Tailoring Pt-Cu Alloy Surfaces to Enhance OH Adsorption for Stereoselective Directed Hydrogenation.
Joanna M Rosenberger, Wei Hong, Mona Abdelgaid, Vinay Kadian, William A Swann, Nkem Azuka, Giannis Mpourmpakis, Christina W Li
Abstract
Open AccessBimetallic catalysts featuring noble metals alloyed with non-noble metals have been widely employed to tune the catalytic reactivity and selectivity of hydrogenation reactions.
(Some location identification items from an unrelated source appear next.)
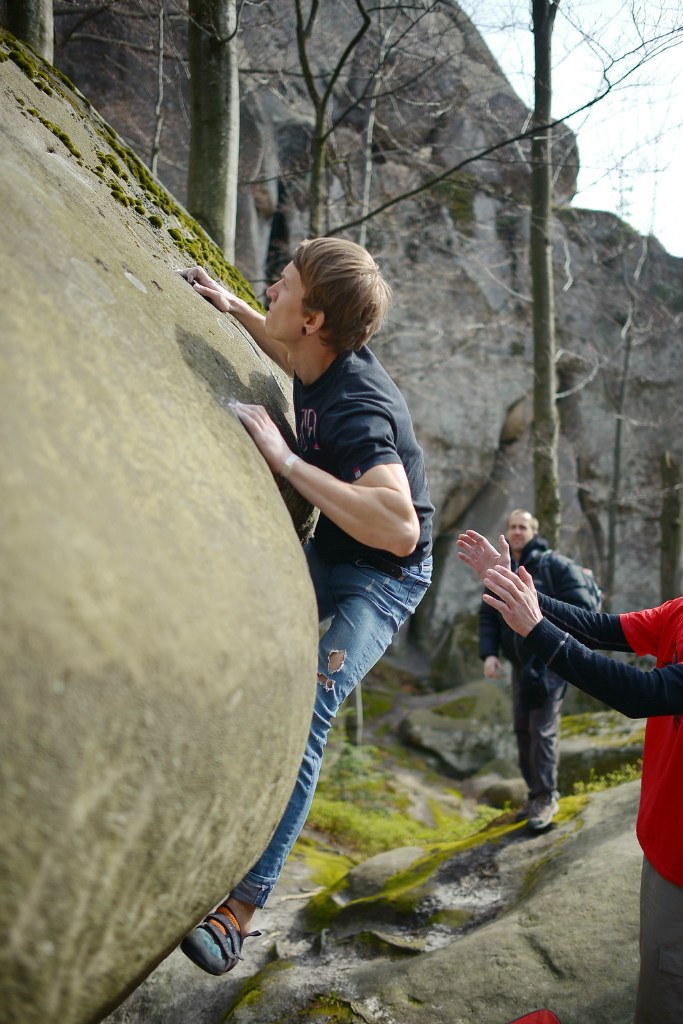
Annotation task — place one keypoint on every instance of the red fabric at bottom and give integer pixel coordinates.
(537, 1017)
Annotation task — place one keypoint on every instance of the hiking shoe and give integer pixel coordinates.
(542, 812)
(215, 945)
(523, 811)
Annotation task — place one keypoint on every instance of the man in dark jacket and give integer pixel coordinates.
(565, 638)
(537, 692)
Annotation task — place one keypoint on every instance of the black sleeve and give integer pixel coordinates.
(594, 629)
(489, 631)
(627, 689)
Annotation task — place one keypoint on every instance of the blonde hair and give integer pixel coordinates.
(341, 280)
(532, 519)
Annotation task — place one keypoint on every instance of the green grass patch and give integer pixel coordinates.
(596, 783)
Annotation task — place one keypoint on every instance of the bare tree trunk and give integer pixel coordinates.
(368, 136)
(159, 117)
(321, 100)
(615, 487)
(546, 421)
(670, 521)
(214, 140)
(31, 20)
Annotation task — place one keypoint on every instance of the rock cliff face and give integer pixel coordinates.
(159, 629)
(459, 341)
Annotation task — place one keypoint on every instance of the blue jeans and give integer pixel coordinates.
(367, 607)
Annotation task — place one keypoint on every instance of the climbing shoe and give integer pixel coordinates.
(215, 945)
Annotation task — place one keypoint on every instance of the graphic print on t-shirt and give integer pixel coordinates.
(308, 430)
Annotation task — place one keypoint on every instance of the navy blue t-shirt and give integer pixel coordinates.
(349, 420)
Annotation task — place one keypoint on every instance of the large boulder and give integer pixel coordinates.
(159, 631)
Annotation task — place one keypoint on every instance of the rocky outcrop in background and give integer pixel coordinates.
(154, 588)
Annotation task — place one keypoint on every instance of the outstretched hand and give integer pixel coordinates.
(212, 290)
(514, 596)
(480, 554)
(264, 433)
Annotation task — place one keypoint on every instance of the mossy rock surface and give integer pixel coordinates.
(159, 628)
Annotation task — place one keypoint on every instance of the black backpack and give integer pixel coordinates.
(590, 584)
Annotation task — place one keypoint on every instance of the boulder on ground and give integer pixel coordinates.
(159, 628)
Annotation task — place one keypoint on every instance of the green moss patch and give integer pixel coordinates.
(458, 193)
(56, 131)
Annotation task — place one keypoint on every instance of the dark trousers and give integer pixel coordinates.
(537, 729)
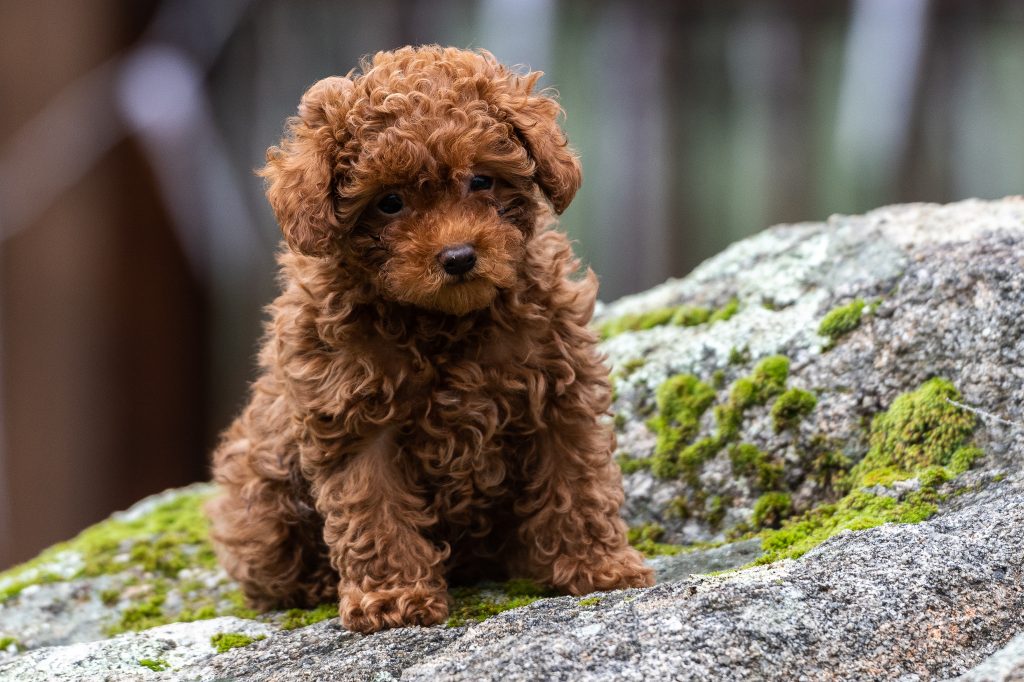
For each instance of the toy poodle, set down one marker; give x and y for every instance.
(430, 399)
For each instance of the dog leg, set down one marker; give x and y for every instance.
(391, 576)
(572, 535)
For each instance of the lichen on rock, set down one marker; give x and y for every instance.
(838, 458)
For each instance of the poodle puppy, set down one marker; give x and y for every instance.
(430, 398)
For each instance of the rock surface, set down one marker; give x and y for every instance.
(943, 296)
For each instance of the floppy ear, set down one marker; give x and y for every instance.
(535, 118)
(300, 173)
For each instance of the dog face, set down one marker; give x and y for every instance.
(424, 174)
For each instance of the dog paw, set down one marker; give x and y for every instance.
(611, 571)
(394, 607)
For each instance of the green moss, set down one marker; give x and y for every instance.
(110, 597)
(632, 464)
(172, 537)
(749, 461)
(921, 435)
(147, 613)
(645, 539)
(7, 642)
(919, 430)
(693, 457)
(225, 641)
(636, 322)
(631, 366)
(715, 509)
(842, 321)
(681, 401)
(690, 315)
(726, 311)
(473, 604)
(683, 315)
(857, 511)
(791, 407)
(829, 466)
(739, 355)
(302, 617)
(771, 509)
(767, 381)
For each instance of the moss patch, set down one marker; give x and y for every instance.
(172, 537)
(474, 604)
(921, 435)
(147, 553)
(301, 617)
(681, 401)
(921, 429)
(645, 538)
(8, 642)
(791, 407)
(771, 509)
(749, 461)
(840, 322)
(683, 315)
(225, 641)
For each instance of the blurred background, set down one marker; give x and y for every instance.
(136, 248)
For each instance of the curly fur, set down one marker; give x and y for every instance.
(411, 427)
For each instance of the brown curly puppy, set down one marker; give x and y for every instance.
(430, 400)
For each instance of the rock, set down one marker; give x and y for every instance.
(1007, 664)
(842, 397)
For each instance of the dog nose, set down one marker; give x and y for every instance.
(458, 259)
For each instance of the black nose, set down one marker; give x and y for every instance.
(458, 259)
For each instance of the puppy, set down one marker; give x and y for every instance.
(430, 397)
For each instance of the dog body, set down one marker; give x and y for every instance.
(430, 398)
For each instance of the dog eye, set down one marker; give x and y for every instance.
(391, 204)
(481, 182)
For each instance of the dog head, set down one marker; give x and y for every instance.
(423, 173)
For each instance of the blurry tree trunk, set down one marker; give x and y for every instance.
(100, 324)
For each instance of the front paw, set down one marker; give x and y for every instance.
(621, 569)
(392, 607)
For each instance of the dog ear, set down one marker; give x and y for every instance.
(535, 118)
(300, 173)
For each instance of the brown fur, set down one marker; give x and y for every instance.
(410, 426)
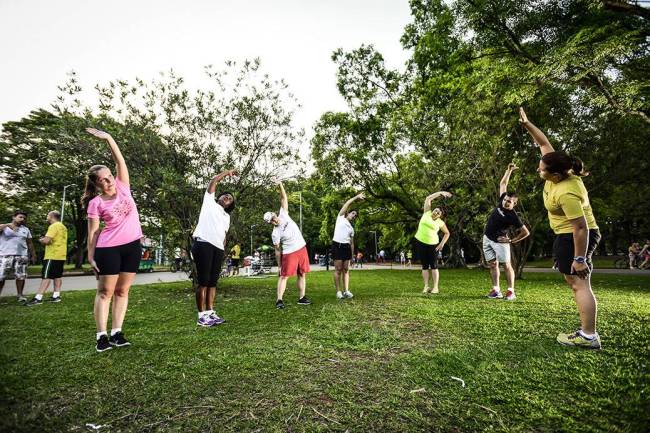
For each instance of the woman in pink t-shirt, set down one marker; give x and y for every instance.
(113, 252)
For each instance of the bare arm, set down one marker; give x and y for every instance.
(431, 197)
(212, 186)
(580, 242)
(539, 137)
(445, 238)
(503, 185)
(284, 201)
(93, 234)
(120, 165)
(347, 204)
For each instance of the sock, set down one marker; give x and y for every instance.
(587, 336)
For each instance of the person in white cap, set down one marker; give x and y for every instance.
(290, 250)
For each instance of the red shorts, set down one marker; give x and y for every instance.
(295, 263)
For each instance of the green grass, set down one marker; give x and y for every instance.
(381, 362)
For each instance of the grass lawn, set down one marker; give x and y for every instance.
(385, 361)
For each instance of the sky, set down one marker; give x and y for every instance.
(42, 40)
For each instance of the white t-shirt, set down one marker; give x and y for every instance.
(287, 234)
(14, 243)
(213, 223)
(343, 230)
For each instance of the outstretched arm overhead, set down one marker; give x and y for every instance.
(539, 137)
(435, 195)
(503, 185)
(212, 186)
(284, 201)
(347, 204)
(122, 172)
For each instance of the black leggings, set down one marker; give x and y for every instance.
(428, 255)
(208, 260)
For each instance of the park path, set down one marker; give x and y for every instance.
(86, 282)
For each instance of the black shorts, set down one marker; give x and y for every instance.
(563, 250)
(208, 260)
(52, 269)
(120, 258)
(341, 251)
(428, 255)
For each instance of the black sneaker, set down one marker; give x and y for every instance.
(33, 302)
(304, 301)
(103, 344)
(118, 340)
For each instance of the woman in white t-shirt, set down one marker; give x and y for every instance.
(343, 247)
(208, 248)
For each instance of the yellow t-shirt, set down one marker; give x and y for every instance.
(56, 250)
(567, 200)
(428, 229)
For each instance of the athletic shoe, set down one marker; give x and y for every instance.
(216, 319)
(103, 344)
(33, 302)
(204, 321)
(304, 301)
(578, 340)
(118, 340)
(495, 294)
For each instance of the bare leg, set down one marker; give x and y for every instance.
(121, 300)
(586, 301)
(105, 290)
(302, 284)
(282, 286)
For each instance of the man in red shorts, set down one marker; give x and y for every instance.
(290, 250)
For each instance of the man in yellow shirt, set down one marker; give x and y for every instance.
(56, 243)
(234, 256)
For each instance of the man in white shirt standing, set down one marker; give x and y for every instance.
(343, 247)
(290, 250)
(208, 248)
(15, 246)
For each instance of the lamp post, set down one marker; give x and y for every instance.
(63, 199)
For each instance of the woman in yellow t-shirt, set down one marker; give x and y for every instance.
(428, 242)
(577, 236)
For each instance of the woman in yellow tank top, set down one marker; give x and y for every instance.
(428, 242)
(577, 236)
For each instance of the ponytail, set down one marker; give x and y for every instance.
(561, 163)
(90, 189)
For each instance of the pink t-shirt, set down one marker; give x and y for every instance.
(120, 216)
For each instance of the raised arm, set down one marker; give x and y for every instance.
(503, 185)
(284, 201)
(539, 137)
(347, 204)
(121, 170)
(212, 186)
(435, 195)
The origins of catalytic enhancement for bimetallic nanoparticles compared to their monometallic counterparts often stem from an array of convoluted structural factors including electronic and geometric modifications to the active site ensemble as well as cooperativity arising from the presence of two metal atoms. In this work, we utilize colloidal synthesis of Pt-Cu alloy nanoparticles coupled to chemical and thermal ligand removal methods to tailor the local surface ensemble and oxidation state of the bimetallic catalyst. In doing so, we aim to elucidate the structural and mechanistic origins of stereoselectivity for the OH-directed olefin hydrogenation reaction, a reaction that has important implications in pharmaceutical synthesis. Through detailed surface characterization using CO DRIFTS, kinetic studies on directing and non-directing substrates, and computational modeling, we show that bidentate adsorption of the OH directing group to the Cu site and the olefin to the Pt site accelerates the rate of the directed reaction. Simultaneously, dilution of the Pt ensemble with Cu atoms suppresses the rate of the undirected reaction. These two structural factors combine in a Pt3Cu alloy catalyst to enable hydrogenation turnover frequencies of ~104 h-1 while maintaining a 92:8 diastereomeric ratio for the directed:undirected product. Impressively, the Pt3Cu alloy achieves hydrogenation rates comparable to monometallic Pt while dramatically increasing the diastereoselectivity. The ability for Pt-Cu alloys to accelerate the hydrogenation of an olefin proximal to a directing group through OH adsorption could serve as a general strategy toward chemo- and stereoselective transformations of allylic and homoallylic alcohols.